Ospedale di Sant’Omero, è scontro politico

5 Luglio 2024

Italia Viva ribadisce le accuse sugli strumenti diagnostici, Fratelli d’Italia difende l’operato della Asl

SANT’OMERO. «Quella del direttore generale della Asl di Teramo, Maurizio Di Giosia, è una semplice difesa d’ufficio». Italia Viva replica così al manager, che accusava di allarmismo e inesattezze il coordinamento politico renziano che denunciava la sospensione del servizio di spirometria. «Di Giosia, di fatto, ha ammesso che l’esame di spirometria globale è temporaneamente sospeso, lo strumento è stato trasferito presso altro ospedale e che lo pneumologo non c’è.

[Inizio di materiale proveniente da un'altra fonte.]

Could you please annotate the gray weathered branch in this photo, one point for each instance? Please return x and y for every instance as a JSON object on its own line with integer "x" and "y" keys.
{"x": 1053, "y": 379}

E noi saremmo quelli che strumentalizzano e lanciano falsi allarmi? Inoltre, senza la nostra denuncia, in quanto tempo sarebbe stato riattivato l’esame spirometrico?». A difesa della Asl si schiera così la consigliera regionale di FdI, Marilena Rossi: «Che l’ospedale di Sant’Omero sia una struttura sanitaria che funziona è sotto gli occhi di tutti. È vero, tutto può essere migliorato, ci mancherebbe. E la Asl di Teramo vedo che lo sta facendo. Ora di medici se ne trovano pochi e se lo pneumologo di Sant’Omero si dimette non è facile sostituirlo in breve tempo. Perché la Asl di Teramo non forma medici, ma li impiega dopo che si sono laureati. Quindi più che fare avvisi e concorsi, che cosa dovrebbe fare per assumere? Lo spirometro, comunque, è stato fuori qualche giorno (ce n’era un altro portatile) e oggi tornerà a Sant’Omero».
C’è poi la questione Tac e risonanza magnetica. Italia Viva sostiene che se oggi Sant’Omero ha una nuova Tac 128 strati «è per le prese di posizione pubbliche nostre e di altri esponenti politici», e Marilena Rossi bolla il concetto come «fantasiose reinterpretazioni della realtà». Iv aggiunge: «Quanto alla Rmn, speriamo che questa sia la volta buona. Infine, quanto all’apertura di 10 posti letto di lungodegenza, inserita nella programmazione approvata dalla giunta D’Alfonso, la Asl non è riuscita a reclutare il personale medico e di comparto». Italia Viva chiede infine a Di Giosia se sia vera la notizia che la partoanalgesia partirà a Teramo quando si disse che sarebbe stata reintrodotta a Sant’Omero. La Asl fa sapere che: sono in corso i lavori per la nuova Tac, che termineranno entro fine settembre; entro il 2025 Sant’Omero sarà dotato di una risonanza magnetica di ultima generazione (Marilena Rossi ricorda che «è stata già acquistata ed è in corso la progettazione per l’alloggiamento»); e si sta lavorando all’apertura di 10 posti di lungodegenza dopo verifica positiva. Dopo un primo avviso negativo, la Asl ha predisposto un secondo avviso per reclutare personale. (a.d.p.)